Hands flying through seals, already burning with the bright-blue glow of chakra, he wondered what she—the medic—was thinking of as she fought desperately against time for Kaida's life.
Umino Iruka realized he didn't want to know.
Miyoko wandered through the empty halls of her family's home lifelessly, eyes dull and hair greying. She felt like she was dead already, yet condemned to remain in the mortal realm.
"My love... my beloved..." she whispered.
She felt a cold wind sweep past her and turned slowly, and gasped. A ghostly figure stood behind her, beckoning, and she felt her heart leap, tears springing to her eyes.
"It's you--!" she whispered joyfully.
Putting a finger to the mouth carved on its mask, she wished with all her might to embrace the man in ANBU uniform before her, ghost or not.
"What is it, my darling? What do you want me to do?"
He cocked his head, spreading out his arms. She smiled, a smile so strange and cold it defied the sun, and nodded.
"Of course..."
Walking over to her rooms, she carefully put on her best kimono and obi, taking the time to brush her black hair until a bit of its former life gleamed in it again. Putting on her makeup, staining her lips scarlet, she looked once again like the woman who had been called the "Flower of Konoha." Smiling at the reflection in the mirror, she brought out a beautiful, ornate obi and a handcarved wooden chair that must have been worth a fortune.

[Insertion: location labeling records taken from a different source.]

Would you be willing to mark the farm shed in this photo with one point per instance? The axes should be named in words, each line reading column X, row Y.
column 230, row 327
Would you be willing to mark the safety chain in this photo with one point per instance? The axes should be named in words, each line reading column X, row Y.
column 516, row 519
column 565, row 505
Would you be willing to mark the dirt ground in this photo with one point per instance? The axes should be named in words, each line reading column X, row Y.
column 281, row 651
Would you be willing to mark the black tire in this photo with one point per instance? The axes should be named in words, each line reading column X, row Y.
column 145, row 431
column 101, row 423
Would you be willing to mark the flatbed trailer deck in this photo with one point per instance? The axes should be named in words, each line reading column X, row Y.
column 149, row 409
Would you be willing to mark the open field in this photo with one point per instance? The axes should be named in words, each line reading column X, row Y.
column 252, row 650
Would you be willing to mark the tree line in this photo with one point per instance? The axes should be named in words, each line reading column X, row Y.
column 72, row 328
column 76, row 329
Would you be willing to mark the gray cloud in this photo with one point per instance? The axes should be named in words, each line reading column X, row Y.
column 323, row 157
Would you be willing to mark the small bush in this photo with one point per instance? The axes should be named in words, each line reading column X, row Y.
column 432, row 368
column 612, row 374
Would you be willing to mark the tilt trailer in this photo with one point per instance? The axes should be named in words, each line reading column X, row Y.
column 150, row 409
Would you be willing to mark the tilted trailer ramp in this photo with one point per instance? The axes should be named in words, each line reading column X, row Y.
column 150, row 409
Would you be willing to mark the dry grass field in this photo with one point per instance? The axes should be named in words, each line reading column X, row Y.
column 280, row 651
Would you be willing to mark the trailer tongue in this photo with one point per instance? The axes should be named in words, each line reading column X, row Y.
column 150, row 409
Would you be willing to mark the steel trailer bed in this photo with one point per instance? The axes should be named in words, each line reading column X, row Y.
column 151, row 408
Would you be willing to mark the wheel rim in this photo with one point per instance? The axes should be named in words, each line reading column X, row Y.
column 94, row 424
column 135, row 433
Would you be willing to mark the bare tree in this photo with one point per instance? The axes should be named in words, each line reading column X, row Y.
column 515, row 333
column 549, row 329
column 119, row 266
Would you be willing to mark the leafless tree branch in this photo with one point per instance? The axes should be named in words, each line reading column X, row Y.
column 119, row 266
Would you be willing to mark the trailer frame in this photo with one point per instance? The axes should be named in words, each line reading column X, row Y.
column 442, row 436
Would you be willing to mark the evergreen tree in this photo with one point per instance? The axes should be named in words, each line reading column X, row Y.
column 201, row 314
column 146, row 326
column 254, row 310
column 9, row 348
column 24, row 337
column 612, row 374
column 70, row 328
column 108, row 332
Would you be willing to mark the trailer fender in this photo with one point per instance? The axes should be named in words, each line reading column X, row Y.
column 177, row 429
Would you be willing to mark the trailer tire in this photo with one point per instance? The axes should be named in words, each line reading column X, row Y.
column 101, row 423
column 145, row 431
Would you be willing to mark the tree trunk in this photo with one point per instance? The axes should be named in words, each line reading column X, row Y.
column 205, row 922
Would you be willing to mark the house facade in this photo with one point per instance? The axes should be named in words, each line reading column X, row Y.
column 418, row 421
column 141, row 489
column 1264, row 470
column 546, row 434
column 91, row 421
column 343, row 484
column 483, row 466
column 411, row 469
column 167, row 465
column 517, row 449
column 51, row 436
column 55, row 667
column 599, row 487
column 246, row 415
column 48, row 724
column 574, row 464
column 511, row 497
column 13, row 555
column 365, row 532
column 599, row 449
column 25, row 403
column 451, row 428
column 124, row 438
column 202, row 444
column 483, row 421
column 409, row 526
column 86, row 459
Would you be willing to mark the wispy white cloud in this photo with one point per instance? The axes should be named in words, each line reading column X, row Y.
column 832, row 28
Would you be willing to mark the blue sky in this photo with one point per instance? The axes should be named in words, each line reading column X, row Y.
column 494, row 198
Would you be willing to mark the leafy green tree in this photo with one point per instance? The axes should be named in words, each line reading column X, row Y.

Smiling widely at the apparition, she gently pushed the bench out from under her, the obi tightening around her neck. In her last few moments, her eyes widened in horror; this was not her beloved, this was not the man she lost! Where--!
"Wh—why--" she struggled to ask.
The figure stood there, mute, and somewhere someone was laughing...
When the maid came in, screaming at what she found, her eyes were still black pools of terrified horror forever frozen in the moment of her death.
Whatever the answer to her question, if there ever was one, she kept silent to the grave.